There is usually a gap between the real world data formats and the data structures which are theoretically the most appropriate for algorithms. Witness the plethora of graphics file formats, and the many trade books that treats them. In this lecture, we will describe an important format called TIGER (Topologically Integrated Geographic Encoding and Referencing System) developed by the U.S. Bureau of the Census (http://www.census.gov). For more information, we recommend going to the TIGER homepage: http://www.census.gov/geo/www/tiger.
The TIGER data set contains the geographic encoding of the whole USA, that is especially appropriate for representing census information, its primary application. For our purposes, we are mainly interested in its map data.

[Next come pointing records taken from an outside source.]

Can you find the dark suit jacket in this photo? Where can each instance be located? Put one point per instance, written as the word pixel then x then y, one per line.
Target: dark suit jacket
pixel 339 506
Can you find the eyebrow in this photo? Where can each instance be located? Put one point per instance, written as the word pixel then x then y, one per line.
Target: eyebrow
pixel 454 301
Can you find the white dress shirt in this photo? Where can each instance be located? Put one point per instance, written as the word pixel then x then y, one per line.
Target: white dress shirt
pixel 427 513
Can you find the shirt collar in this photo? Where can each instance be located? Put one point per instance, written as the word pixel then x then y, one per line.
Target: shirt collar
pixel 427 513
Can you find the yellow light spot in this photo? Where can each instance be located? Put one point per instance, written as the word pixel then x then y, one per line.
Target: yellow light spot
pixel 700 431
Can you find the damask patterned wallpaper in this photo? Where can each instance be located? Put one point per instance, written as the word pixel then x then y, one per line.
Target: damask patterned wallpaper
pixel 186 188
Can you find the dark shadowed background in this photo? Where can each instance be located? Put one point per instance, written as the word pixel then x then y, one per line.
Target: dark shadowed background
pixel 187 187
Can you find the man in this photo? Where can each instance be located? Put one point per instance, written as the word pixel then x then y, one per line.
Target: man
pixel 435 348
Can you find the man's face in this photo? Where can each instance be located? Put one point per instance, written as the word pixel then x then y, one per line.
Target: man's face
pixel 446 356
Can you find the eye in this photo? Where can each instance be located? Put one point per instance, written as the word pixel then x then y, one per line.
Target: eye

TIGER files. The data set is county-based, so that each county in the county has its own data set. The whole USA has over 3200 counties. Each county is given a 6 digit identifier called an FIPS. For instance, the FIPS for New York County (i.e., Manhattan) is 36061 while Kings County (i.e., Brooklyn) is 36047. The first two digits of the FIPS identifies the state (New York State is 36).
Each county has up to 17 different record types,
and all the records of a given type for the county is
stored in a single file.
So, there are up to 17 files for each county.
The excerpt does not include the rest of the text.